When Middleton left local television the industry was not researching the over-54 demographic. He recognized that the baby-boomer generation, his generation, was breaking the old stereotypes that dominated media marketing.
The baby-boomers represent a huge portion to the United States population and control a staggering 70 percent of all disposable income. They spend money on cars, second homes, travel and technology and experiencing a period of their life that many of their parents never lived to see.
“I began to believe broadcasters, advertisers and marketers were making a huge mistake in undervaluing this group,” he said. “I saw their oversight as an opportunity.”
Middleton wanted to create something that could tell positive stories that cater to the baby-boomer demographic that could potentially be very profitable. What he started was the Growing Bolder Media Group. At first it was a one man operation, but within a year he was hiring the best producers, reporters and videographers he knew.
Now the media group produces a television and a radio show on PBS and NPR.

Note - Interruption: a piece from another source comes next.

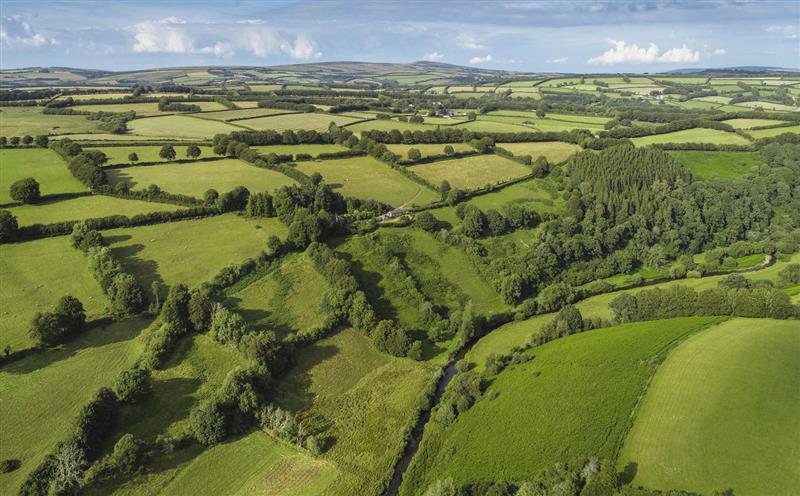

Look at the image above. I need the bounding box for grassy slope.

“Public media is perfect for us and we knew from doing research that PBS was interested in trying to do for 50-plus programming what it did for children’s programming in the 80s.”
Growing bolder is doing just that: the radio show has gone from two stations to 500 in less than 10 months.
Growing Bolder has a strong presence on the Internet and in social media. Middleton believes that for a small business with limited resources social media is invaluable. Growing bolder also has a feature rich website full of original content.
“We have just launched an online Growing Bolder Radio Network that streams our audio content 24/7,” he said. “Listeners worldwide can now hear us anytime.”
The Growing Boulder message is that it’s never too late to try something new. “You can reinvent yourself as many times as you want to, Middleton said. “Find what you love and don’t settle for less. Eventually you’ll find out how to make a living doing it.”
Middleton doesn’t just preach the growing bolder message; he lives it. He got back into swimming after a 35-year break, and soon after he began swimming competitively. He has lots to show for it, with six national swimming championships and three masters world records in the past 12 months. He will be attending his first track meet in 40 years in the US National Indoor Track and Field Championships in the high hurdles.
Middleton has no plans for retirement.
“What we have crated is less of a job and more of a team,” he said. “We all enjoy coming to work every day and being with one another.”
The Growing Bolder radio show can be heard locally on WMFE 90.7 Saturday at 3 p.m.